Rodgers, albeit in the snow against the Giants, still looked relatively unremarkable. He did throw four touchdown passes, but again missed several open receivers in the harsh weather. Since the 2015 season, Rodgers has maintained the same bizarre style of conservative, shy play. It seems that after every Packers game, the hype surrounding Rodgers is more about some crazy off-balance throw he made, rather than actually leading his team to wins through the air.
Rodgers holds the ball more than any other quarterback, and recently shattered the all-time record for throwaways in a season. Tom Brady is set to break that mark this year, but it does not change the fact that Rodgers throws the ball into the dirt more than his team needs him to. In Week 4 against the Eagles, on third-and-goal from inside the one, Rodgers strangely heaved the ball into the 18th row with 6-foot-7 Jimmy Graham in single coverage right in front of him.
Rodgers also chucked the ball into the turf over and over against the Cowboys, simply refusing to throw the ball into any window even remotely tight. Against the Lions, Raiders, and Eagles, Rodgers got the ball out of his hands at the end of his drop consistently. But so consistently now, he stares down receivers for way too long.
If the Packers are going to get to the Super Bowl, their defense has to be a lot better. No one should be excited about Daniel Jones completing three passes to Kevin King, Darnell Savage, and Tramon Williams. The defense, once more, isn’t good enough to survive in the playoffs. But, Rodgers also needs to play at a far higher level against the tougher defenses in football.
Right now, a game plan against the Green Bay offense, even with a completely new staff, is very easy to devise. Trust that the poor receivers of the Packers won’t create too much separation and know that Rodgers will not let the ball go unless it’s a virtual certainty it will be completed.
Alex Smith was often known to be one of the most conservative quarterbacks of his time, and has been widely criticized for not being a more aggressive thrower. For his career, Smith’s interception ratio was 2.0 percent.

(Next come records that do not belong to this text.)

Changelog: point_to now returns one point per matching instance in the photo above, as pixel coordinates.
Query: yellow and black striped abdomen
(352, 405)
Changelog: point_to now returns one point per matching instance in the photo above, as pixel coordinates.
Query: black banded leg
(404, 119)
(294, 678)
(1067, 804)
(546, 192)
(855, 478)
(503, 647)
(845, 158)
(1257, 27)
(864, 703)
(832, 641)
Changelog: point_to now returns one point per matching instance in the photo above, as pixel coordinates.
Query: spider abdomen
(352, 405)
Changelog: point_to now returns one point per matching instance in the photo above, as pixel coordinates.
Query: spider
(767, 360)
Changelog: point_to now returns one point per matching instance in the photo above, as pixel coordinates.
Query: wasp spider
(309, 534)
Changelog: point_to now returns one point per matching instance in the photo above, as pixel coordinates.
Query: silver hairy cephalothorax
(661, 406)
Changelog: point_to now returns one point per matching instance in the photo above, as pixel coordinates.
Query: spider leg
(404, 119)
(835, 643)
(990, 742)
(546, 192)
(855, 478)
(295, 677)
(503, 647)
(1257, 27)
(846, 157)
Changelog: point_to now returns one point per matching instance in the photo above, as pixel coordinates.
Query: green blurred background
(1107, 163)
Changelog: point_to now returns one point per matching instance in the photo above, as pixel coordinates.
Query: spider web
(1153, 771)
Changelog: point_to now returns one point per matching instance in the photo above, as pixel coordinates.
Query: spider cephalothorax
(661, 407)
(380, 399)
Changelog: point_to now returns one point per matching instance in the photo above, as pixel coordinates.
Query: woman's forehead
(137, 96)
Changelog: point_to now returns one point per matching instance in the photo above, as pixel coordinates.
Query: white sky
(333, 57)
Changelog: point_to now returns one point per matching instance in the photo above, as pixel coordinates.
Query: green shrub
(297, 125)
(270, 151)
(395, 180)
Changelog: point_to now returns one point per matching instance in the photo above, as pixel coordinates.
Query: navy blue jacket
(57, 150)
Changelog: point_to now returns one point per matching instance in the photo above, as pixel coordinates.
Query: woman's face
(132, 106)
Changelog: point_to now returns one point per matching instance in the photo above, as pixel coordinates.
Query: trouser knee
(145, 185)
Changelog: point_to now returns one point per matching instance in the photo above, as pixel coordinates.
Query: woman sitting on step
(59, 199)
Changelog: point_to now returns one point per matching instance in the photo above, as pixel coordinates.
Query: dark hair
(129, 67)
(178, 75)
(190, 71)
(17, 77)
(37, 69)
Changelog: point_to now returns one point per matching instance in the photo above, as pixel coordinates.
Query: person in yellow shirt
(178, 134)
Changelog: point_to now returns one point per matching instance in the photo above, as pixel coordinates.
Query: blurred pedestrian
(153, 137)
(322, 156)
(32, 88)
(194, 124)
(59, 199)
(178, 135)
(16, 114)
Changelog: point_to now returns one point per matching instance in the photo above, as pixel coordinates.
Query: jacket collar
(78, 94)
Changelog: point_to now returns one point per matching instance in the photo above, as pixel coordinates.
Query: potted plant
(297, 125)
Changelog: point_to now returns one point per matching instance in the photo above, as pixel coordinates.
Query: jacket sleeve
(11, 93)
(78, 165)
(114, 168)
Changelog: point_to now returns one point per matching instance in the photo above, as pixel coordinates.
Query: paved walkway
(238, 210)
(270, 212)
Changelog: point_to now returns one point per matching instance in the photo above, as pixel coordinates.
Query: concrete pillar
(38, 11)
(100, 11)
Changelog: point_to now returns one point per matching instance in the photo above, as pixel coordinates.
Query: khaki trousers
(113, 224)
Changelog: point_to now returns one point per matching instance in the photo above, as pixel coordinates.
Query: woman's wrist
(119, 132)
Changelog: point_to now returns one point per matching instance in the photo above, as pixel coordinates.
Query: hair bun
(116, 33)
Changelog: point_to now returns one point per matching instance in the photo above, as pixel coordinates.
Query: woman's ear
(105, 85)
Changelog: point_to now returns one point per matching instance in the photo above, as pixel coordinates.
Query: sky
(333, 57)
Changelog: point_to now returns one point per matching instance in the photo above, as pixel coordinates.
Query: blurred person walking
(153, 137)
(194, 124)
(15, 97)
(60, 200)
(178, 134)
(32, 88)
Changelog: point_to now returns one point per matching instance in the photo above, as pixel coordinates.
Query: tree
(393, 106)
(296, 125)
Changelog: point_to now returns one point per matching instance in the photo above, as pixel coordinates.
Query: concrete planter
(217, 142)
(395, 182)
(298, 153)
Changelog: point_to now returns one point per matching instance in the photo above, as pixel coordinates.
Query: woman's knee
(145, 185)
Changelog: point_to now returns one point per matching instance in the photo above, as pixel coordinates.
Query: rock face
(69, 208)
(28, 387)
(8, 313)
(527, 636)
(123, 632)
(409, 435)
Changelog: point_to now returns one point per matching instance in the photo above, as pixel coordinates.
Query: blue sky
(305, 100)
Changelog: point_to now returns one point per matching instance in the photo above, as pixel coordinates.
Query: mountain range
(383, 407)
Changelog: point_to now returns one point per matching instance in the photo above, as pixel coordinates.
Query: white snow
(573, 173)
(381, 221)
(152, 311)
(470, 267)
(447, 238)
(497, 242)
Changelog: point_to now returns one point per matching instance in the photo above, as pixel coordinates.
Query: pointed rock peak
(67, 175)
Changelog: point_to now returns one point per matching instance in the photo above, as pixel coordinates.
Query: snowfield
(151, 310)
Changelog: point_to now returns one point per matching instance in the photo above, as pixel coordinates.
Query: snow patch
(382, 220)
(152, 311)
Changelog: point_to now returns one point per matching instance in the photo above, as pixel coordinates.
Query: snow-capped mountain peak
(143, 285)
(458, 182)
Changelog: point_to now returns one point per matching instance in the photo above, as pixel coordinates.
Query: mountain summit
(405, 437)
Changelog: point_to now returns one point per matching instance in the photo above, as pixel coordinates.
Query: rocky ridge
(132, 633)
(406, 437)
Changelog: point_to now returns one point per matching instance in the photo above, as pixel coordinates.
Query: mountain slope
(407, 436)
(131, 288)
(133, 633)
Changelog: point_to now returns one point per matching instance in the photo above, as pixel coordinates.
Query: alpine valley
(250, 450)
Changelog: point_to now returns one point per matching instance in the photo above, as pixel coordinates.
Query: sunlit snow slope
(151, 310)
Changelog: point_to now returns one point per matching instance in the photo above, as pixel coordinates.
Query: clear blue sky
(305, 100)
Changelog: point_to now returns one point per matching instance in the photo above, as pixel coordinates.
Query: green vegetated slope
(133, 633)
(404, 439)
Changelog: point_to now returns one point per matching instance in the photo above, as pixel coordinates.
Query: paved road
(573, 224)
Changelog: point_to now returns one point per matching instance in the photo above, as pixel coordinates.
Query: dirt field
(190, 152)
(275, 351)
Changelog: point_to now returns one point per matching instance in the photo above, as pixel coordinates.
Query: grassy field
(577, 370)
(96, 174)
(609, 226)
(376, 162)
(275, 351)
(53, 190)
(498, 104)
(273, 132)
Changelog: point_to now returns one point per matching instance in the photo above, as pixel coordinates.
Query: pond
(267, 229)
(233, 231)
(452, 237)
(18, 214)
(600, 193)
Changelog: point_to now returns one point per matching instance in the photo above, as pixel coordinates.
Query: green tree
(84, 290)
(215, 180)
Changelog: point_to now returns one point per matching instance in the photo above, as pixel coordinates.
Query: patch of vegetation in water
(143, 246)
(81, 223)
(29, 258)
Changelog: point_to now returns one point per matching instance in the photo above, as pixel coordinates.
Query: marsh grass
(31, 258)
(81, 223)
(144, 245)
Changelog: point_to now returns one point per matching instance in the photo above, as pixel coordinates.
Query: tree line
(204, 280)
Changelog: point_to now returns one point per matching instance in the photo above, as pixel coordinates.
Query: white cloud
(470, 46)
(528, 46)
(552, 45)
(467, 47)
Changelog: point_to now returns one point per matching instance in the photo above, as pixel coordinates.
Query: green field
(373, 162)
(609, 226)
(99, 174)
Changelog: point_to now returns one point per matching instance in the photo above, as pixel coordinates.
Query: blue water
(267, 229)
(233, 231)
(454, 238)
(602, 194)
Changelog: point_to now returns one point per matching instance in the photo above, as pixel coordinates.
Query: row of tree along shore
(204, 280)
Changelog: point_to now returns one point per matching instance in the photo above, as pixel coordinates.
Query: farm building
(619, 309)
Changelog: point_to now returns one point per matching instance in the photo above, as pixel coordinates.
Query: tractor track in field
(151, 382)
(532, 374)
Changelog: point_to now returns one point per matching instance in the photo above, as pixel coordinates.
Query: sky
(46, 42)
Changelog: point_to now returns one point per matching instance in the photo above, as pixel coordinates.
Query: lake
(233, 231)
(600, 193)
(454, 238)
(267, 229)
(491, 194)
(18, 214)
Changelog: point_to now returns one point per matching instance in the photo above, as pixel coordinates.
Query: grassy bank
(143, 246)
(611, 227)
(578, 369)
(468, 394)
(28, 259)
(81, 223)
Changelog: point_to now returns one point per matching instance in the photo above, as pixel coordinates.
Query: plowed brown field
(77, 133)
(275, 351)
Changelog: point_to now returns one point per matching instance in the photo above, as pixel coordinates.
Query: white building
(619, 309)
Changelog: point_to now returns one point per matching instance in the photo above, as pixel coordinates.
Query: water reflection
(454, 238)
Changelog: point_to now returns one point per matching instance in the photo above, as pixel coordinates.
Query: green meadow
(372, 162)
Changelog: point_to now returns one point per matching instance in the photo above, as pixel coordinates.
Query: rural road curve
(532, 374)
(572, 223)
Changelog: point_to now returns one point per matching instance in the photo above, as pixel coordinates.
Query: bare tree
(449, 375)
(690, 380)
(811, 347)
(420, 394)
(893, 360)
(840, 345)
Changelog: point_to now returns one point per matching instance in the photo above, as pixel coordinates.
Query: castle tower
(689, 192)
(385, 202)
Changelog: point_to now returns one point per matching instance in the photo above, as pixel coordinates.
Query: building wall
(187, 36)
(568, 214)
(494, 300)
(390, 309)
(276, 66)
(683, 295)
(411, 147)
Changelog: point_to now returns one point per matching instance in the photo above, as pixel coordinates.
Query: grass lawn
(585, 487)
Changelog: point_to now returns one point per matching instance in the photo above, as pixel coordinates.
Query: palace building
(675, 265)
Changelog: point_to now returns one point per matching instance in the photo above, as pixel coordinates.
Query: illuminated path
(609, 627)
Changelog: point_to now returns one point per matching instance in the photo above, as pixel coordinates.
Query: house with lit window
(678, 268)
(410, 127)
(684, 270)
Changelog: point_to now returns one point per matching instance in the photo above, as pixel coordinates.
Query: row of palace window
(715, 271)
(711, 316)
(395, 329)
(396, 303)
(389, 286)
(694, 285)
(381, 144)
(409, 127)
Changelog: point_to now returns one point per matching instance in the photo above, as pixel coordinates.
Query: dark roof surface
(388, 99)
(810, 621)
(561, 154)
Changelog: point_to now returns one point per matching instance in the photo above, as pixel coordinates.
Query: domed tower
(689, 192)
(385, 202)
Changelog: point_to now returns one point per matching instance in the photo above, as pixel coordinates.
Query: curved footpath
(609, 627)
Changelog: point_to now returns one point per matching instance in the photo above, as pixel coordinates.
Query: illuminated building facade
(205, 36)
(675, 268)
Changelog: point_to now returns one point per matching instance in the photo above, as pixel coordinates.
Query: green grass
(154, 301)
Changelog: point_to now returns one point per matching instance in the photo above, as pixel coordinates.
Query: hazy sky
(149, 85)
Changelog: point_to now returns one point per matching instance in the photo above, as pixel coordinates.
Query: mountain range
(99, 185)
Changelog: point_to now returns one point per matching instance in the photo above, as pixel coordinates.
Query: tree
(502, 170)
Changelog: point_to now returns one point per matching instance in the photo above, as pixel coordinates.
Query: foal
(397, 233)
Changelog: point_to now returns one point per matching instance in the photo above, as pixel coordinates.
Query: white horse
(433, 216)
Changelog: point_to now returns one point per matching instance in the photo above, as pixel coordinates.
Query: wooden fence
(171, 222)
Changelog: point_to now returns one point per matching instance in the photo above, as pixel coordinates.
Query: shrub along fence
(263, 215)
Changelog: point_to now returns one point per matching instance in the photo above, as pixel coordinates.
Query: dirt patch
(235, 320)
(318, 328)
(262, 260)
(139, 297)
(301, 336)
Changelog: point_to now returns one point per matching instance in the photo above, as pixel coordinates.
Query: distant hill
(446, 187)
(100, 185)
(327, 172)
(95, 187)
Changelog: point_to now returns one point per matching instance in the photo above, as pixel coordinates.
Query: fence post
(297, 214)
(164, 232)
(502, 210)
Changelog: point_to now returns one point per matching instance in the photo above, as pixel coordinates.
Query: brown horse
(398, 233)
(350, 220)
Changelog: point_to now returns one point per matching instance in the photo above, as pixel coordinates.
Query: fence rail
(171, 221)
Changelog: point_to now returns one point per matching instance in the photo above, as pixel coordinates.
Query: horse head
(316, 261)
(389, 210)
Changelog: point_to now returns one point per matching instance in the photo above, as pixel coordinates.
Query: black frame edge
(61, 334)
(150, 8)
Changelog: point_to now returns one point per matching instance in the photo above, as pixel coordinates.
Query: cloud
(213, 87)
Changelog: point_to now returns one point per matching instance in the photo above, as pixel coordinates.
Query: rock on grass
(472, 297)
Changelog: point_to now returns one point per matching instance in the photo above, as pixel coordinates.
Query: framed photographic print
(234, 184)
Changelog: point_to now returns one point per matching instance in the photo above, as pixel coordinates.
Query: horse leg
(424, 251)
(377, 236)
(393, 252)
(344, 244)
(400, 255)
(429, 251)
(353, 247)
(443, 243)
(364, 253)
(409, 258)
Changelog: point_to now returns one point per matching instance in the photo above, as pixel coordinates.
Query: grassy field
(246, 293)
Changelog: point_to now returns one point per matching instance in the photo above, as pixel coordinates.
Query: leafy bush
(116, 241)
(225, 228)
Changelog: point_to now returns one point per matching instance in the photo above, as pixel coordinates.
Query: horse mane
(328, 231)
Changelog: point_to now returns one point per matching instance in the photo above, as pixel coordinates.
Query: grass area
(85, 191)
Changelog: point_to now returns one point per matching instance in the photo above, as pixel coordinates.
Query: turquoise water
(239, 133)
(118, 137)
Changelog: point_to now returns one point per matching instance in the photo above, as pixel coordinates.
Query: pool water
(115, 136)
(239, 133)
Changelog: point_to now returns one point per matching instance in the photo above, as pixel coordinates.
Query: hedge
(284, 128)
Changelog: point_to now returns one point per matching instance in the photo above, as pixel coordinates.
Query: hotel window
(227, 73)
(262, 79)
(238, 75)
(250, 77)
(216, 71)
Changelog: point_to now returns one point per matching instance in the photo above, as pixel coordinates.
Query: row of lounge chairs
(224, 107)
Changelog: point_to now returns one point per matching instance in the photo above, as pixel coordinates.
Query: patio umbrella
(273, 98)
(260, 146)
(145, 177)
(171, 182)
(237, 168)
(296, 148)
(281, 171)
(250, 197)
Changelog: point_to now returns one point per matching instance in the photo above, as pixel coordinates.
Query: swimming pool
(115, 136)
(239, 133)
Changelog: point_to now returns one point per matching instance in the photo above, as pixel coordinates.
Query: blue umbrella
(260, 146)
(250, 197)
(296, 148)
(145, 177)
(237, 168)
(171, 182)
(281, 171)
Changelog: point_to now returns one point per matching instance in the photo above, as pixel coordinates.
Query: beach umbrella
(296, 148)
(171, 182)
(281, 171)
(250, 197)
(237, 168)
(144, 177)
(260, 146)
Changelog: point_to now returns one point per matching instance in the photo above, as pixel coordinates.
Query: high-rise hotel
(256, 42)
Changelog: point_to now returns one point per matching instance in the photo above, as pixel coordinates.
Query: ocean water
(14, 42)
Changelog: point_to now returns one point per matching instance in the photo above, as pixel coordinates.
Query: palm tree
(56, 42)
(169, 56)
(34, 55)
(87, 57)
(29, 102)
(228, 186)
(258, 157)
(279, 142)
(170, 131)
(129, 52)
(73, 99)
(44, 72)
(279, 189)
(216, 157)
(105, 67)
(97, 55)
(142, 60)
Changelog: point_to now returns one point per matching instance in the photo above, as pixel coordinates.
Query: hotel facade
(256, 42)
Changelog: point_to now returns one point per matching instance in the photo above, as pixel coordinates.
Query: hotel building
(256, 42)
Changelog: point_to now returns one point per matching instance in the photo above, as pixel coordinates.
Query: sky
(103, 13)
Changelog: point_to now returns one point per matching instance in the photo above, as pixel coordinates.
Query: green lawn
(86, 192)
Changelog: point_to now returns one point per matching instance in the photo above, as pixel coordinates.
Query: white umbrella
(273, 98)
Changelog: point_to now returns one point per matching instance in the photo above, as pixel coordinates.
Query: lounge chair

Any rating that low can almost surely be attributed to an extremely cautious style of play. Over his last 1,010 passes, Rodgers has thrown four interceptions. That’s an interception rate of 0.4 percent. If Green Bay is going to the Super Bowl, Rodgers has to be better, and far more aggressive. As he turns 36, Green Bay desperately needs him to hold up his end of the bargain better than he has.